Almonds also have a high content of vitamin E, which also protects children from asthma when the mom-to-be consumes it during pregnancy. A study examining 1861 children born to women recruited at pregnancy was conducted. The children were examined at 5 years of age and it was found that low maternal consumption of vitamin E and zinc (also present in almonds) was associated with differences in the risk of developing childhood wheeze and asthma.10

Then, What About Almond Milk And Almond Butter?

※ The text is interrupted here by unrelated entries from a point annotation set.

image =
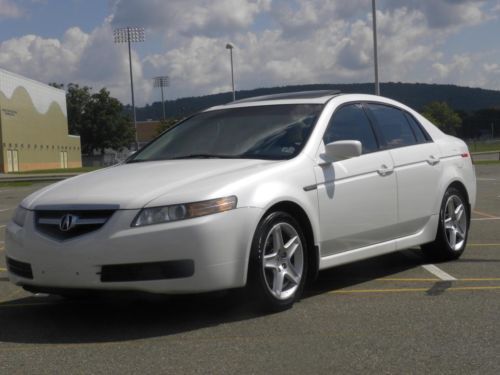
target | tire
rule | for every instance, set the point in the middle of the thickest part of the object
(453, 229)
(278, 262)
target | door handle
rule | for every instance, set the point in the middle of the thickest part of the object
(384, 170)
(433, 160)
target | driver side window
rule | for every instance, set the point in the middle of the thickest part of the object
(351, 123)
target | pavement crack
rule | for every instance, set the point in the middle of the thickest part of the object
(439, 288)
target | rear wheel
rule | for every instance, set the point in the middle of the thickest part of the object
(278, 264)
(454, 219)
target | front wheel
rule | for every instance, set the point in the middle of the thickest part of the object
(454, 219)
(278, 264)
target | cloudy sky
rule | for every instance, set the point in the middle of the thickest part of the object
(277, 42)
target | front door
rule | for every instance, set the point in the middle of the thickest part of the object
(357, 197)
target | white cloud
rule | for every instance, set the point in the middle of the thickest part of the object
(89, 59)
(8, 9)
(188, 17)
(278, 42)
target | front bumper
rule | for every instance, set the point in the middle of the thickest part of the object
(218, 247)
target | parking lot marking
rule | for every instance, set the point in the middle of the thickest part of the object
(436, 271)
(408, 279)
(404, 290)
(423, 279)
(483, 244)
(484, 214)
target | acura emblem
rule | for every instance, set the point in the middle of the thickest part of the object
(68, 222)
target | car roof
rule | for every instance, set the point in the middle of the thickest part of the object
(297, 97)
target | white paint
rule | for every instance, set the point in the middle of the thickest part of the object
(42, 95)
(436, 271)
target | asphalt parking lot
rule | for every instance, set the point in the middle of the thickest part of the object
(392, 314)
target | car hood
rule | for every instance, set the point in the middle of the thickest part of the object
(132, 186)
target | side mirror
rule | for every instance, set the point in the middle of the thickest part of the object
(341, 150)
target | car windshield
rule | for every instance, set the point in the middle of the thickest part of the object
(273, 132)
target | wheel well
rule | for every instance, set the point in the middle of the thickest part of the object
(300, 215)
(461, 187)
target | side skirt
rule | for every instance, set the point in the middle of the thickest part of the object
(425, 235)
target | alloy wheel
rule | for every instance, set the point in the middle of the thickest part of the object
(455, 222)
(283, 262)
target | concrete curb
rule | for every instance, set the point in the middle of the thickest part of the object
(37, 177)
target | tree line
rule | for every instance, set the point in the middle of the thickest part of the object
(102, 121)
(98, 118)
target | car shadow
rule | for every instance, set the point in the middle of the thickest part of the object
(58, 321)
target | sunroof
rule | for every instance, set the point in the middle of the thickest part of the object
(291, 95)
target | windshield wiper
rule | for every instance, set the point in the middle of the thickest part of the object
(204, 156)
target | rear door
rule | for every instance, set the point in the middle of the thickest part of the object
(416, 164)
(357, 196)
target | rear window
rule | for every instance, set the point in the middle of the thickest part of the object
(394, 127)
(351, 123)
(417, 129)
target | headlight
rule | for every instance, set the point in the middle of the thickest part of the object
(165, 214)
(19, 216)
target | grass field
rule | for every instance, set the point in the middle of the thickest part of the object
(481, 146)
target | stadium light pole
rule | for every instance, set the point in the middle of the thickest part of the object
(230, 47)
(130, 35)
(161, 82)
(375, 52)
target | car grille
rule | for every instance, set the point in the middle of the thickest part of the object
(63, 225)
(19, 268)
(173, 269)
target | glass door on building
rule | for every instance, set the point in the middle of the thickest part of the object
(12, 161)
(63, 157)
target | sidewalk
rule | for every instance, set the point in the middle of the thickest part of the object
(35, 177)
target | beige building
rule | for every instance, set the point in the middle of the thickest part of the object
(34, 127)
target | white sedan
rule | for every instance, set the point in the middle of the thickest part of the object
(261, 192)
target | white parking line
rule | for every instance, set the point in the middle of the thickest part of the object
(438, 272)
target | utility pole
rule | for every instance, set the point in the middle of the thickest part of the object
(230, 47)
(375, 52)
(130, 35)
(161, 82)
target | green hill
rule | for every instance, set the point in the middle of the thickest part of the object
(416, 95)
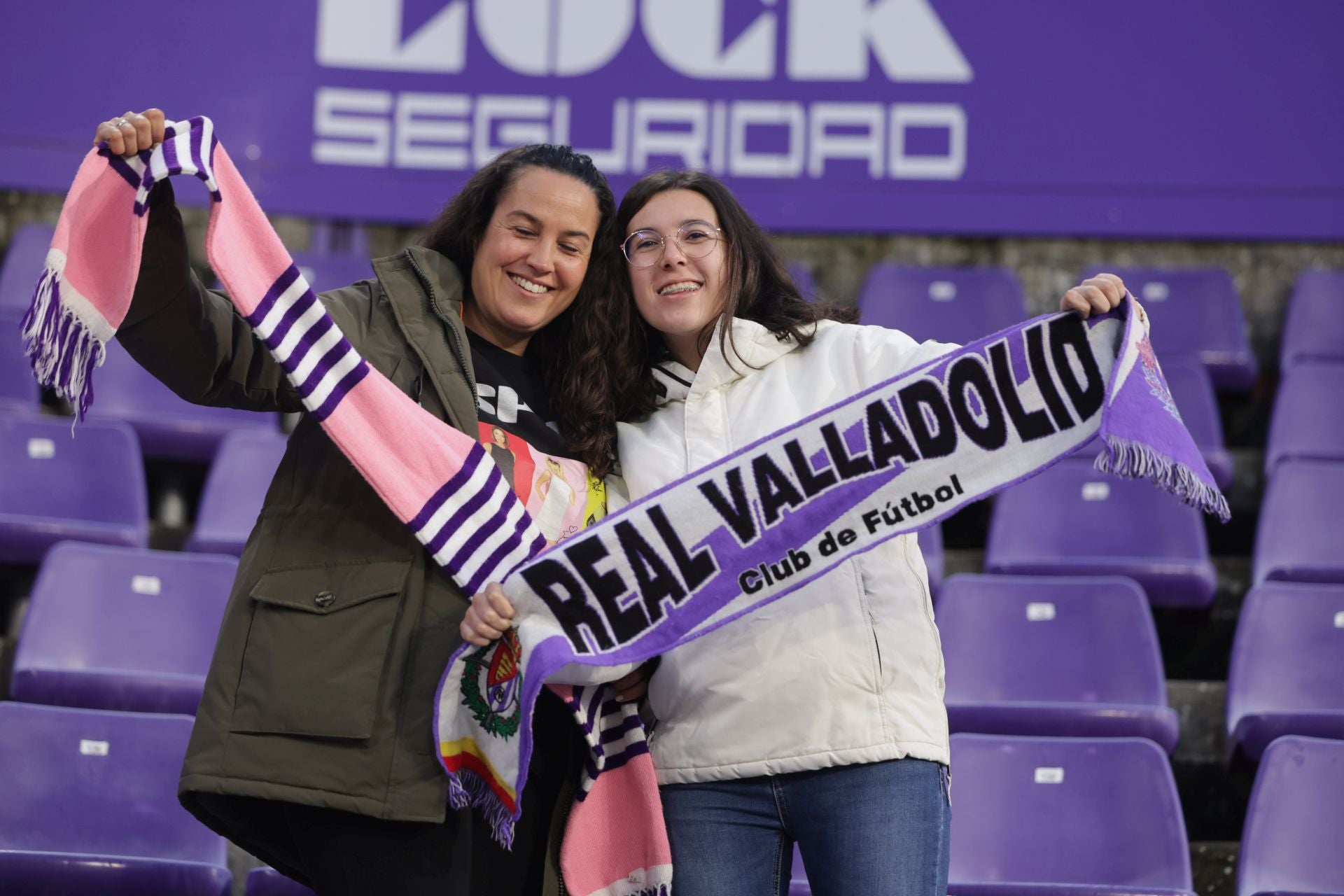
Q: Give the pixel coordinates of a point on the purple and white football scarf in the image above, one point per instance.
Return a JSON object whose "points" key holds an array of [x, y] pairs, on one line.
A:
{"points": [[452, 498], [675, 564]]}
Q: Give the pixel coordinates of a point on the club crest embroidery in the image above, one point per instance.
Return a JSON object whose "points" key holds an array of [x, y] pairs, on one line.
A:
{"points": [[491, 685], [1154, 375]]}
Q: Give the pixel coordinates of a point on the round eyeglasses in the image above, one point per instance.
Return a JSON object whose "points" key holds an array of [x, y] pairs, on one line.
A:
{"points": [[695, 239]]}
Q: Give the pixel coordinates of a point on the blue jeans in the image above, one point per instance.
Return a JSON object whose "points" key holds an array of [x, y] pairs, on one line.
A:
{"points": [[879, 830]]}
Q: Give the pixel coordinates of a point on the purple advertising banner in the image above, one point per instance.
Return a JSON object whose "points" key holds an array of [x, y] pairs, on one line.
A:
{"points": [[1193, 118]]}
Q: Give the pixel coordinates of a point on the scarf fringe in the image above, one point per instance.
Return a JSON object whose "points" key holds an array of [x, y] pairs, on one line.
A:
{"points": [[652, 881], [467, 790], [61, 346], [1139, 461]]}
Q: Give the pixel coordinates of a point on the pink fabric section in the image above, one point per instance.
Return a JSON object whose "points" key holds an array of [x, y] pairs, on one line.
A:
{"points": [[245, 234], [106, 262], [402, 449], [612, 828]]}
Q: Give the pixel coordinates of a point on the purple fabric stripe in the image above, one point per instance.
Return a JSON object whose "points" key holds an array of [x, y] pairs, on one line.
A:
{"points": [[489, 570], [533, 550], [448, 491], [286, 323], [276, 290], [460, 516], [592, 770], [620, 729], [171, 156], [323, 367], [594, 704], [120, 166], [473, 456], [626, 755], [612, 763], [314, 333], [493, 480], [342, 390], [197, 132]]}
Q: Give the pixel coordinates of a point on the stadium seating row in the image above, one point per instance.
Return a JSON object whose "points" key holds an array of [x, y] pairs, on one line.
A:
{"points": [[128, 629], [1070, 520], [1063, 814]]}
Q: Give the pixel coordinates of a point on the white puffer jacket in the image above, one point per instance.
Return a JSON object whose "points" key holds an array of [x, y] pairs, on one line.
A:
{"points": [[848, 668]]}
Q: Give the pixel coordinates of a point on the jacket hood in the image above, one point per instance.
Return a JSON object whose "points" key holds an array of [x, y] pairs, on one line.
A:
{"points": [[755, 346]]}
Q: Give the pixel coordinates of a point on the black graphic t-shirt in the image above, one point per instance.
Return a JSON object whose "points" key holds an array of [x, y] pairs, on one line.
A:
{"points": [[518, 430]]}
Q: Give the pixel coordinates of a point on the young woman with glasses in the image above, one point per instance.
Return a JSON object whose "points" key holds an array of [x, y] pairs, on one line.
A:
{"points": [[819, 719]]}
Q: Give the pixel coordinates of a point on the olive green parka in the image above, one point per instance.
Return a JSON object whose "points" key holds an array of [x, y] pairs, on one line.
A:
{"points": [[339, 625]]}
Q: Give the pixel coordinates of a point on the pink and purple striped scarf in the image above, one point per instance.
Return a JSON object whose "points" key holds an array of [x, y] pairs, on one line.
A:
{"points": [[454, 498], [670, 567]]}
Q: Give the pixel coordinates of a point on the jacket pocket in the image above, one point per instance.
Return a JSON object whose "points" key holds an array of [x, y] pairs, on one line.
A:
{"points": [[318, 648]]}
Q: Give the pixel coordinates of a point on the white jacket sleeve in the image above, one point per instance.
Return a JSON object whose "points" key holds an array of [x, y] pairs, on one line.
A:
{"points": [[879, 354]]}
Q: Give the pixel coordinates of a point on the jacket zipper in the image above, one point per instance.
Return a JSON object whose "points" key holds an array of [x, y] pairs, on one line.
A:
{"points": [[457, 339]]}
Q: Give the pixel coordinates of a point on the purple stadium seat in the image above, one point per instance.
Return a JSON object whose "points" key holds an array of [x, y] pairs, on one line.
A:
{"points": [[1291, 843], [1313, 330], [1073, 520], [90, 806], [1196, 312], [234, 491], [121, 629], [1308, 415], [1053, 657], [803, 277], [326, 272], [24, 261], [1193, 390], [1065, 816], [88, 486], [168, 426], [946, 304], [18, 387], [1298, 538], [1287, 675], [268, 881]]}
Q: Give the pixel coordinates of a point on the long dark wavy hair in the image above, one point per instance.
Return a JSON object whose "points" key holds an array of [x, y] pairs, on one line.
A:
{"points": [[758, 288], [578, 352]]}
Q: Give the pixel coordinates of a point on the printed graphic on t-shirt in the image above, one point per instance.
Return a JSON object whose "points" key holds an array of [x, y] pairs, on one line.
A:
{"points": [[558, 492]]}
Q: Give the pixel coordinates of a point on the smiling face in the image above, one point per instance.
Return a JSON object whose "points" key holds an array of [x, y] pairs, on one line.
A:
{"points": [[679, 296], [533, 257]]}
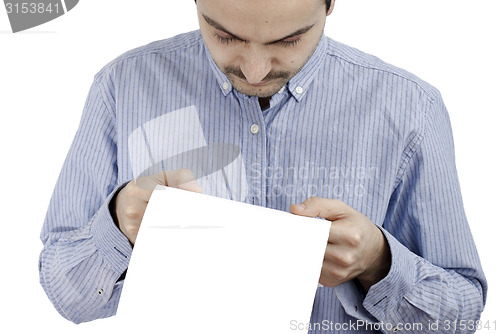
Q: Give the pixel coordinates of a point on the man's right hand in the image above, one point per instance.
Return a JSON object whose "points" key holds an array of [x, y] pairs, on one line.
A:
{"points": [[130, 203]]}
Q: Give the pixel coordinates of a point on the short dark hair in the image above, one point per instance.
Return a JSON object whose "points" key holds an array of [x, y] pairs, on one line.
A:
{"points": [[328, 4]]}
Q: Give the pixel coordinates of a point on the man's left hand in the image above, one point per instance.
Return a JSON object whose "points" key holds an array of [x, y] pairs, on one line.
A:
{"points": [[356, 247]]}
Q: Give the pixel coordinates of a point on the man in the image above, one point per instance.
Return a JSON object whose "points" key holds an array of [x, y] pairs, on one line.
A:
{"points": [[321, 129]]}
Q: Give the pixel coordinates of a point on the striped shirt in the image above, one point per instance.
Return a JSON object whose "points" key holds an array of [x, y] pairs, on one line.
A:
{"points": [[347, 126]]}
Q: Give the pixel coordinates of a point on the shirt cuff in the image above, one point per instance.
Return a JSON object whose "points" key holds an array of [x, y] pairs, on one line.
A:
{"points": [[110, 242], [387, 293]]}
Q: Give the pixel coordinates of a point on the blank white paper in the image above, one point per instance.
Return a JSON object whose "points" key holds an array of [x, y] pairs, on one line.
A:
{"points": [[203, 264]]}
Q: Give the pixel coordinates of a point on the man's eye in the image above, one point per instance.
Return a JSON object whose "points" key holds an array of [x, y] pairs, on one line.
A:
{"points": [[225, 40], [291, 42]]}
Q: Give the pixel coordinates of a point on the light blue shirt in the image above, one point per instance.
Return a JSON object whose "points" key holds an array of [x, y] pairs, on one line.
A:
{"points": [[347, 126]]}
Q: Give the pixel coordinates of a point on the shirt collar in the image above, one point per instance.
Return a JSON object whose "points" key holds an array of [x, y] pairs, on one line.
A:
{"points": [[298, 84]]}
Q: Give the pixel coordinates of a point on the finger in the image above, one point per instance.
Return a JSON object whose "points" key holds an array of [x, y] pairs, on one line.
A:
{"points": [[148, 183], [330, 209], [179, 177]]}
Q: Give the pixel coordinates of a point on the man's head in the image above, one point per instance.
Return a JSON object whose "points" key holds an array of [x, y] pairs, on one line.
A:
{"points": [[261, 44]]}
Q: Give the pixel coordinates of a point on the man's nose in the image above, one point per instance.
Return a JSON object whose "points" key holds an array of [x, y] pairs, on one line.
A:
{"points": [[256, 65]]}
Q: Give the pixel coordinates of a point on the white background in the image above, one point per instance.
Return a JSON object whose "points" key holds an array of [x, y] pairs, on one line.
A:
{"points": [[45, 74]]}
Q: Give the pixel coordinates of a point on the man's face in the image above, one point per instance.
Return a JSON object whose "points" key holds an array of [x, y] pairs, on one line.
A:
{"points": [[261, 44]]}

Almond milk is all the rage now and is a great alternative (like soy milk) for those who are lactose intolerant. It is prepared by blending almonds pre-soaked in water for one or two days. Almond milk is a thick, creamy off-white liquid. You can make it at home or buy it at grocery stores. It is lighter than regular cow’s milk and has a slightly creamy and nutty flavor, which tastes great with cereals. Though it is low in calcium and protein when compared to cow’s milk, it can be had if you are lactose intolerant or have developed an aversion to milk or the smell of it during pregnancy.11

Almond butter, when compared to regular butter and other nut butters like peanut butter has an edge–its fiber content. Almond butter is nothing but almonds blended at high speed to form a thick and smooth spread. While dairy butter is pure fat, almond butter packs in protein, fat, carbs and fiber. It also has significantly more fiber, calcium, and potassium than other butters like sunflower seed or peanut butter. It also has more iron, manganese, and vitamin E, and less saturated fat than peanut butter. Thanks to its nutrient profile, almond butter is excellent for expecting mothers.12

Almonds and its various derivatives are excellent during pregnancy–not just for expectant mothers but their unborn babies, too. So indulge in the goodness of this healthy nut for a healthy baby and you.

References   [ + ]

1. Full Report (All Nutrients): 12061, Nuts, almonds, USDA.
2. Foods rich in folic acid and vitamin B12, KwaZulu-Natal Department of Health.
3. MRC Vitamin Study Research Group. “Prevention of neural tube defects: results of the Medical Research Council Vitamin Study.” The lancet 338, no. 8760 (1991): 131-137.
4. Folate Intake in Pregnant Women, CDC.
5. Lesser, Mary, Lisa Sawrey-Kubicek, Kasuen Mauldin, and Janet King. “The Effect of Almond Consumption on Postprandial Metabolic Response in High-Risk Pregnant Women.” The FASEB Journal 29, no. 1 Supplement (2015): 912-12.
6. Henderson, Mary, Lisa Sawrey-Kubicek, Kasuen Mauldin, and Janet King. “The effect of almond consumption on satiety and the postprandial metabolic response in high-risk pregnant women (1040.5).” The FASEB Journal 28, no. 1 Supplement (2014): 1040-5.
7. Iron in Diet, U.S. National Library of Medicine.
8. Bothwell, Thomas H. “Iron requirements in pregnancy and strategies to meet them.” The American journal of clinical nutrition 72, no. 1 (2000): 257s-264s.
9. Maslova, Ekaterina, Charlotta Granström, Susanne Hansen, Sesilje B. Petersen, Marin Strøm, Walter C. Willett, and Sjurdur F. Olsen. “Peanut and tree nut consumption during pregnancy and allergic disease in children—should mothers decrease their intake? Longitudinal evidence from the Danish National Birth Cohort.” Journal of Allergy and Clinical Immunology 130, no. 3 (2012): 724-732.
10. Devereux, Graham, Stephen W. Turner, Leone CA Craig, Geraldine McNeill, Sheelagh Martindale, Paul J. Harbour, Peter J. Helms, and Anthony Seaton. “Low maternal vitamin E intake during pregnancy is associated with asthma in 5-year-old children.” American journal of respiratory and critical care medicine 174, no. 5 (2006): 499-507.
11. Cox, Jean T., and Sharon T. Phelan. “Nutrition during pregnancy.” Obstetrics and gynecology clinics of North America 35, no. 3 (2008): 369-383.
12. Gorrepati, Kalyani, S. Balasubramanian, and Pitam Chandra. “Plant based butters.” Journal of food science and technology 52, no. 7 (2015): 3965-3976.